The real Orange County

Got a spicy question about Mexicans?
Letters will be edited for clarity cabrones—unless you’re a racist pendejo. And include a hilarious pseudonym, por favor, or we’ll make one up for you!

Dear Readers: The Mexican’s new book, Orange County: A Personal History, is in bookstores on September 16—by pure coincidence, Mexican Independence Day! In honor of and to shamelessly promote my muy caliente libro (which deals with America’s Gomorrah, the Reconquista and John Wayne!), I’m answering historical questions this week. But first, a bit of housecleaning: In answering a pregunta a couple of weeks ago about pachucos, I forgot to explain the word’s origins. Thankfully, many of ustedes aren’t tontos like me and wrote in with etymological theories. Below are the two most accepted by linguists:

Hey, ese: I liked your explanation about pachucos. One correction, however: They’re called pachucos because the vatos in East Los Angeles originated from a neighborhood in El Paso, Texas, which was primarily populated by folks who had emigrated from Pachuca, Hidalgo. Those vatos were the first ones to begin la moda that ultimately became the zoot suit.

—Sacra Memo

I appreciated your explanation of the word “pachuco,” noting that it is derived from our reference to our beloved city of El Paso, Texas.

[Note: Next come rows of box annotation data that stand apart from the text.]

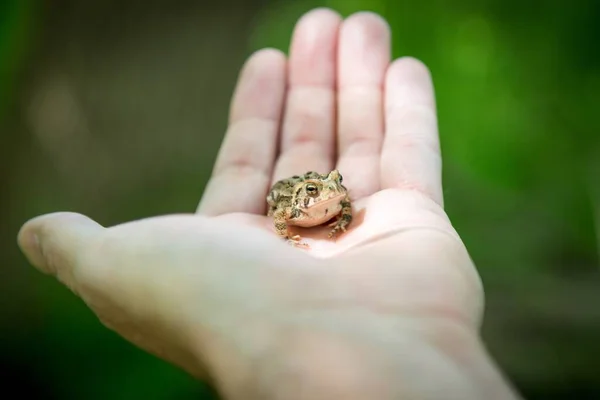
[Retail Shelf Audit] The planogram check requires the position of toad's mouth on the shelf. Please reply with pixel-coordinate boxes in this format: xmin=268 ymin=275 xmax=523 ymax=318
xmin=303 ymin=194 xmax=344 ymax=210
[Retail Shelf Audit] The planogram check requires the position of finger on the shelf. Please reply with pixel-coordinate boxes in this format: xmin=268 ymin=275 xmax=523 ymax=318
xmin=17 ymin=212 xmax=104 ymax=291
xmin=338 ymin=12 xmax=390 ymax=198
xmin=273 ymin=9 xmax=341 ymax=181
xmin=197 ymin=49 xmax=286 ymax=215
xmin=381 ymin=57 xmax=444 ymax=206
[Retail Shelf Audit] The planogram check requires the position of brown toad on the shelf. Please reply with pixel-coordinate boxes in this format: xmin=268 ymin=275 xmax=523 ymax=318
xmin=267 ymin=170 xmax=352 ymax=246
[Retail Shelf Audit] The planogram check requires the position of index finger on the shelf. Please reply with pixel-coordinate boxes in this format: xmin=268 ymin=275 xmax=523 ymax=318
xmin=381 ymin=57 xmax=444 ymax=206
xmin=198 ymin=49 xmax=287 ymax=215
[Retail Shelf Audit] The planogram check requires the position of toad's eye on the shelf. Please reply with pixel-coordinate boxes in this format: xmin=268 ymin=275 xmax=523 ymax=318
xmin=306 ymin=183 xmax=319 ymax=196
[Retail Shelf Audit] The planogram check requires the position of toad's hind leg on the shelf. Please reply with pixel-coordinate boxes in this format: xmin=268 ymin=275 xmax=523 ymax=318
xmin=328 ymin=197 xmax=352 ymax=238
xmin=273 ymin=210 xmax=308 ymax=247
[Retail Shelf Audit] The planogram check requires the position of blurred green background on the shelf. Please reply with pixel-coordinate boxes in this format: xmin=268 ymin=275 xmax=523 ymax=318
xmin=0 ymin=0 xmax=600 ymax=399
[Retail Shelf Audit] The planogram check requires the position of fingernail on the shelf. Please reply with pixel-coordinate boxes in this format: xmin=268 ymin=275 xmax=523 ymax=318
xmin=17 ymin=229 xmax=50 ymax=273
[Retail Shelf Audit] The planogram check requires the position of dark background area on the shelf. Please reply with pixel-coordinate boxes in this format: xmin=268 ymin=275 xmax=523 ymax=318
xmin=0 ymin=0 xmax=600 ymax=400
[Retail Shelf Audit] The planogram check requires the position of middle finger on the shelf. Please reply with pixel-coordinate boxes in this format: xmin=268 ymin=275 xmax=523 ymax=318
xmin=273 ymin=9 xmax=341 ymax=182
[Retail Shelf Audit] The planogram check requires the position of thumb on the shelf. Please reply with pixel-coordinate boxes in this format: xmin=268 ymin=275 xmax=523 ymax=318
xmin=17 ymin=212 xmax=104 ymax=288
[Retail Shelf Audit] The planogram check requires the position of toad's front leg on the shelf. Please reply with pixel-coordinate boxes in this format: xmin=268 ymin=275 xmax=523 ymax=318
xmin=273 ymin=209 xmax=308 ymax=247
xmin=329 ymin=196 xmax=352 ymax=238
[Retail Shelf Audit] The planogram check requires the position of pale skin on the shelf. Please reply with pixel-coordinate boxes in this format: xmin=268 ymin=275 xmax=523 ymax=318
xmin=18 ymin=9 xmax=518 ymax=400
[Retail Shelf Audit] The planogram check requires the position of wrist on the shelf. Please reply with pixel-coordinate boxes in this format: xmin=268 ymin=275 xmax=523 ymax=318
xmin=206 ymin=320 xmax=517 ymax=400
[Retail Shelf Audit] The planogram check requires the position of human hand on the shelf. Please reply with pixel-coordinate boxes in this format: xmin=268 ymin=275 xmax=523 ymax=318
xmin=19 ymin=10 xmax=515 ymax=400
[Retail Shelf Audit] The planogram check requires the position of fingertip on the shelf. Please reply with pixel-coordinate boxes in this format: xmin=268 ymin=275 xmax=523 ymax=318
xmin=17 ymin=212 xmax=102 ymax=275
xmin=386 ymin=56 xmax=432 ymax=83
xmin=298 ymin=7 xmax=342 ymax=24
xmin=344 ymin=11 xmax=391 ymax=35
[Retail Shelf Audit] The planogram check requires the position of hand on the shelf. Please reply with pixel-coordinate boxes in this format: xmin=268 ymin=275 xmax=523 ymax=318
xmin=19 ymin=9 xmax=515 ymax=399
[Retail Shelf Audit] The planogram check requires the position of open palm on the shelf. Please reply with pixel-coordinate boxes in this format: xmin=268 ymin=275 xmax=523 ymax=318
xmin=19 ymin=9 xmax=502 ymax=399
xmin=203 ymin=10 xmax=460 ymax=256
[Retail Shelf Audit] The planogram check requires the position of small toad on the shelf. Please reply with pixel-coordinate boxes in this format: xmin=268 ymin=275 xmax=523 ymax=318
xmin=267 ymin=170 xmax=352 ymax=247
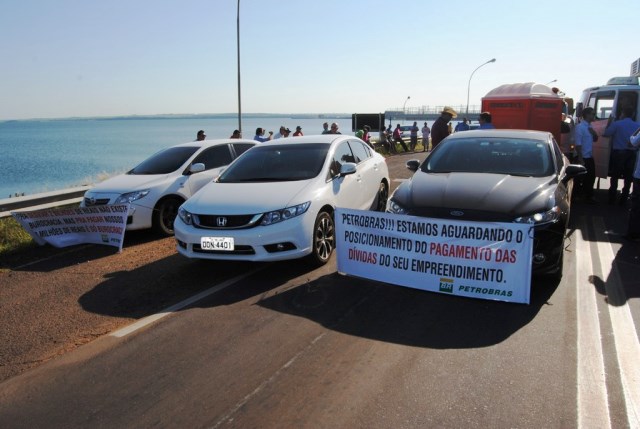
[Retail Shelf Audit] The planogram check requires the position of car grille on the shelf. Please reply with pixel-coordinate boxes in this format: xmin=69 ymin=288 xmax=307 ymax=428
xmin=193 ymin=243 xmax=256 ymax=255
xmin=198 ymin=214 xmax=262 ymax=229
xmin=84 ymin=198 xmax=109 ymax=207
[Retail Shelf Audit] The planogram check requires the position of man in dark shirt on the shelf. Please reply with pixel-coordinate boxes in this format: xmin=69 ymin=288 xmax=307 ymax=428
xmin=431 ymin=106 xmax=458 ymax=150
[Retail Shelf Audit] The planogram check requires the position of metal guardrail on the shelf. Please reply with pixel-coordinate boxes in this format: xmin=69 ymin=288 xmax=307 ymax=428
xmin=0 ymin=186 xmax=91 ymax=218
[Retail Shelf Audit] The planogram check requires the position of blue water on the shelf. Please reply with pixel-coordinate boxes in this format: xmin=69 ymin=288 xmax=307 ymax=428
xmin=0 ymin=117 xmax=360 ymax=199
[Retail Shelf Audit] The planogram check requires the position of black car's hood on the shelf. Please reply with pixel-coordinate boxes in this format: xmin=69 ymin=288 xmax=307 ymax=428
xmin=394 ymin=171 xmax=557 ymax=219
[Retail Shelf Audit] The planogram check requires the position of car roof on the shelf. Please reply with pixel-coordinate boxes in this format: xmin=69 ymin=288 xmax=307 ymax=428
xmin=447 ymin=129 xmax=551 ymax=140
xmin=259 ymin=134 xmax=358 ymax=146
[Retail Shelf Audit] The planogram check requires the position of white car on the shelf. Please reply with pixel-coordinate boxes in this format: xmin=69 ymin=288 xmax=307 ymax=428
xmin=175 ymin=134 xmax=390 ymax=265
xmin=80 ymin=139 xmax=256 ymax=235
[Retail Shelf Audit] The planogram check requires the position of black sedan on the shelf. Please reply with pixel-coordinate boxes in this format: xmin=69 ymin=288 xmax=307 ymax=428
xmin=387 ymin=130 xmax=586 ymax=277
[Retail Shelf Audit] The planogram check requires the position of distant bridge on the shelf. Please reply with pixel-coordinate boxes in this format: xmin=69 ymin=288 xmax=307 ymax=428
xmin=384 ymin=105 xmax=481 ymax=121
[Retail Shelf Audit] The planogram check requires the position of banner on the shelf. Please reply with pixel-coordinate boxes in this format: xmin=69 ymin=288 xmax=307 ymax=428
xmin=335 ymin=208 xmax=533 ymax=304
xmin=11 ymin=204 xmax=129 ymax=252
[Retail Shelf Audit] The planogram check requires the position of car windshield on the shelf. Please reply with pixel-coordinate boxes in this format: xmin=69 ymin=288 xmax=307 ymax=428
xmin=127 ymin=146 xmax=199 ymax=174
xmin=218 ymin=143 xmax=329 ymax=183
xmin=420 ymin=137 xmax=554 ymax=177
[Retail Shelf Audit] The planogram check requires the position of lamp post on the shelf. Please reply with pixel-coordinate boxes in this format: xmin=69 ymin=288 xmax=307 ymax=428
xmin=236 ymin=0 xmax=242 ymax=135
xmin=466 ymin=58 xmax=496 ymax=115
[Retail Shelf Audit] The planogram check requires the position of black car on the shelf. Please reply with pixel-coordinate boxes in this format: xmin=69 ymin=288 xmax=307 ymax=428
xmin=387 ymin=130 xmax=586 ymax=276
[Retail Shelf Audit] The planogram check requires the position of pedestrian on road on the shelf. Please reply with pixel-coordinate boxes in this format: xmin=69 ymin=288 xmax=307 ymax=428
xmin=602 ymin=106 xmax=640 ymax=206
xmin=431 ymin=106 xmax=458 ymax=150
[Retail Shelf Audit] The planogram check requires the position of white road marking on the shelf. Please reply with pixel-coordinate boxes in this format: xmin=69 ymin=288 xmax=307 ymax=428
xmin=594 ymin=218 xmax=640 ymax=428
xmin=109 ymin=265 xmax=267 ymax=338
xmin=575 ymin=221 xmax=611 ymax=429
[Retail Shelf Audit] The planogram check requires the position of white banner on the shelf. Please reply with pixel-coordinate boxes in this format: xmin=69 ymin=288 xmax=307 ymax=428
xmin=11 ymin=204 xmax=129 ymax=251
xmin=335 ymin=208 xmax=533 ymax=304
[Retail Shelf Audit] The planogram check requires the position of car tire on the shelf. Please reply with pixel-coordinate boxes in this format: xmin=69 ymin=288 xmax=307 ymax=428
xmin=309 ymin=211 xmax=336 ymax=266
xmin=372 ymin=181 xmax=389 ymax=212
xmin=152 ymin=197 xmax=184 ymax=237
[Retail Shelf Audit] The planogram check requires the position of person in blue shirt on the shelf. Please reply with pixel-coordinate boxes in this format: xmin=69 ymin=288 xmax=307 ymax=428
xmin=602 ymin=106 xmax=640 ymax=206
xmin=478 ymin=112 xmax=495 ymax=130
xmin=455 ymin=118 xmax=469 ymax=133
xmin=575 ymin=107 xmax=598 ymax=204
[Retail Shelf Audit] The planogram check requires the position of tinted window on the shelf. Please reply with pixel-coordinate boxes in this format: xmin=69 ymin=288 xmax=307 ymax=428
xmin=128 ymin=146 xmax=200 ymax=174
xmin=421 ymin=137 xmax=554 ymax=177
xmin=218 ymin=143 xmax=329 ymax=183
xmin=349 ymin=141 xmax=371 ymax=164
xmin=329 ymin=142 xmax=356 ymax=177
xmin=192 ymin=144 xmax=232 ymax=170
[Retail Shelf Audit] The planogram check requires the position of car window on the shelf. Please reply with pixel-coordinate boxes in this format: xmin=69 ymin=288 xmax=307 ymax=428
xmin=329 ymin=142 xmax=356 ymax=177
xmin=218 ymin=143 xmax=329 ymax=183
xmin=421 ymin=137 xmax=554 ymax=177
xmin=192 ymin=144 xmax=232 ymax=170
xmin=127 ymin=146 xmax=200 ymax=174
xmin=232 ymin=143 xmax=255 ymax=156
xmin=349 ymin=141 xmax=371 ymax=164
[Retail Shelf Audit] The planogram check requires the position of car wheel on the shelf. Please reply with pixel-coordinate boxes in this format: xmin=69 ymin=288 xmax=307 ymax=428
xmin=374 ymin=182 xmax=389 ymax=212
xmin=152 ymin=197 xmax=184 ymax=236
xmin=309 ymin=211 xmax=336 ymax=266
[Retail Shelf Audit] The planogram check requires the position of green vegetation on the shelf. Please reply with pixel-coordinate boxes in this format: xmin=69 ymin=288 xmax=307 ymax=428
xmin=0 ymin=217 xmax=36 ymax=257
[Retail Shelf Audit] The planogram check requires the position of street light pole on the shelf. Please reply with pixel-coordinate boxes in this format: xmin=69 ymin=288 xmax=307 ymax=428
xmin=466 ymin=58 xmax=496 ymax=116
xmin=236 ymin=0 xmax=242 ymax=135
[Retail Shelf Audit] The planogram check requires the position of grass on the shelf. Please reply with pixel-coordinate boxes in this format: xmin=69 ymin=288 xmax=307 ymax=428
xmin=0 ymin=217 xmax=36 ymax=258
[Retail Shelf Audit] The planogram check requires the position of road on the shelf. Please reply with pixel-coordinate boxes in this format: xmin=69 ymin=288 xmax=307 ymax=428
xmin=0 ymin=154 xmax=640 ymax=428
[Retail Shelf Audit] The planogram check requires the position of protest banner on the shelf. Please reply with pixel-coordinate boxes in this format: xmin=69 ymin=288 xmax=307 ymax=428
xmin=335 ymin=208 xmax=533 ymax=304
xmin=11 ymin=204 xmax=129 ymax=252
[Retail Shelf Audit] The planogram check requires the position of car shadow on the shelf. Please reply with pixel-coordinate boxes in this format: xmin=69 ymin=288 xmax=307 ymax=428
xmin=254 ymin=273 xmax=558 ymax=349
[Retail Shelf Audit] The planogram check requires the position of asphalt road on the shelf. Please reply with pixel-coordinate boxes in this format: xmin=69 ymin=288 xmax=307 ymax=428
xmin=0 ymin=154 xmax=640 ymax=428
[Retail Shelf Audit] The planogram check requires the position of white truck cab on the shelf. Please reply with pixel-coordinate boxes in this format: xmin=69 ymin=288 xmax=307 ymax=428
xmin=575 ymin=76 xmax=640 ymax=178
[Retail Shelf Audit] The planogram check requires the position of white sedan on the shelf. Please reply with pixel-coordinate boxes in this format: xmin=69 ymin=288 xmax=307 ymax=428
xmin=80 ymin=139 xmax=256 ymax=235
xmin=175 ymin=134 xmax=390 ymax=265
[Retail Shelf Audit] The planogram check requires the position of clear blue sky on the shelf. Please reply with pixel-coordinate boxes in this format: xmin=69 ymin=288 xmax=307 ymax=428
xmin=0 ymin=0 xmax=640 ymax=119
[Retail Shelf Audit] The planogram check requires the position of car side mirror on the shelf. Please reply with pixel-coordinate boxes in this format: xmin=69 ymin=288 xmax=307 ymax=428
xmin=340 ymin=162 xmax=357 ymax=177
xmin=189 ymin=162 xmax=205 ymax=174
xmin=406 ymin=159 xmax=420 ymax=173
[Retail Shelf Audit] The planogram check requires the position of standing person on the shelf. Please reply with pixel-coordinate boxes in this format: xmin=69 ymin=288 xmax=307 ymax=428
xmin=393 ymin=124 xmax=409 ymax=152
xmin=602 ymin=106 xmax=640 ymax=206
xmin=422 ymin=121 xmax=431 ymax=152
xmin=455 ymin=118 xmax=469 ymax=133
xmin=431 ymin=106 xmax=458 ymax=150
xmin=478 ymin=112 xmax=496 ymax=130
xmin=409 ymin=121 xmax=420 ymax=152
xmin=327 ymin=122 xmax=342 ymax=134
xmin=624 ymin=128 xmax=640 ymax=241
xmin=576 ymin=107 xmax=598 ymax=204
xmin=253 ymin=128 xmax=273 ymax=143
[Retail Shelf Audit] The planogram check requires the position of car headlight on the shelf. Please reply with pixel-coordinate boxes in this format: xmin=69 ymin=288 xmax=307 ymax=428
xmin=387 ymin=199 xmax=407 ymax=214
xmin=260 ymin=201 xmax=311 ymax=226
xmin=115 ymin=189 xmax=149 ymax=204
xmin=513 ymin=206 xmax=560 ymax=225
xmin=178 ymin=207 xmax=193 ymax=225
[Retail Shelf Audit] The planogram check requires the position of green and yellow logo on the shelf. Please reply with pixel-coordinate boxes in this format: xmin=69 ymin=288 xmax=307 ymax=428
xmin=440 ymin=278 xmax=453 ymax=293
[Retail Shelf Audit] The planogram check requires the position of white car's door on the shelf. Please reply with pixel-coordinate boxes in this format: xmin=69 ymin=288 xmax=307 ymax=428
xmin=184 ymin=144 xmax=233 ymax=196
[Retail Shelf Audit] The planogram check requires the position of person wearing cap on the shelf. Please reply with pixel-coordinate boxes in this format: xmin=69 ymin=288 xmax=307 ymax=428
xmin=431 ymin=106 xmax=458 ymax=150
xmin=478 ymin=112 xmax=496 ymax=130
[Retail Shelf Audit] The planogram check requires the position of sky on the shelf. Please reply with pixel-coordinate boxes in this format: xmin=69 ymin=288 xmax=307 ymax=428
xmin=0 ymin=0 xmax=640 ymax=120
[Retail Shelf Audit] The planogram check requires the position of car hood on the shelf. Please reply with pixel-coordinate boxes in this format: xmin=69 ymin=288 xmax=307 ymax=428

I do want to mention that you omitted Lalo Guerrero in your reference to the pachucismo that our youth in those days embraced. He is often called the Original Chicano, and he owned a nightclub in East L.A. that was all the rage for pachucos and their rucas during that period of time.

—Chuco Suave

Dear Gabacho: I’m such a pendejo! Gentle readers: In addition to buying my book this week, get a copy of Pachuco Boogie, an Arhoolie Records CD that collects the best Mexican-American swing of the 1940s (including a lot of Lalo Guerrero tracks), stuff so scintillating it makes Gene Krupa seem as tame as the Mills Brothers.

Now, on to a question:

Dear Mexican: Why, despite the richest of Spanish colonial, Mexican-era heritages and histories in California, is Orange County so seriously lacking in public awareness and presentation of that history? Sure, we have a few streets named after mis primos—Yorbas, Avilas, etc.—but where are the park statues of vaqueros y mujeres, the replica carettas, the public PA systems blaring “This Land Was Our Land” in Spanish? Is the current crop of Caucasians too cheap or red in the neck to pony up a few pesos to honor the real first citizens of the county?

—A Long-Time Californio

Dear Readers: I swear I didn’t pay this guy to ask this question. To make it relevant to ustedes outside Orange County, I’ll limit my discussion to Mendez v. Westminster, a 1946 case that desegregated schools in California for Mexicans and served as precedent to the more-famous Brown v. Board of Education. This is a landmark in American civil rights, an important part of the American experience, yet for decades, the only history book that mentioned it was Carey McWilliams’ 1949 North From Mexico: The Spanish-Speaking People of the United States. In Orange County last year, original plaintiff Sylvia Mendez asked to be included in Huntington Beach’s Fourth of July parade but was rejected because organizers said she didn’t provide enough entertainment! The contributions of wabs to our national tapestry are traditionally neglected outside of conquistadors and Manifest Destiny for the same reason why other subaltern histories get short shrift: Any examination forces gabachos to deal with the actions of their ancestors. Know Nothings argue ethnic studies lead to the Balkanization of America, a false dichotomy that never acknowledges that disciplines like Chicano studies would’ve never emerged if previous generations of gabacho instructors did their damn job.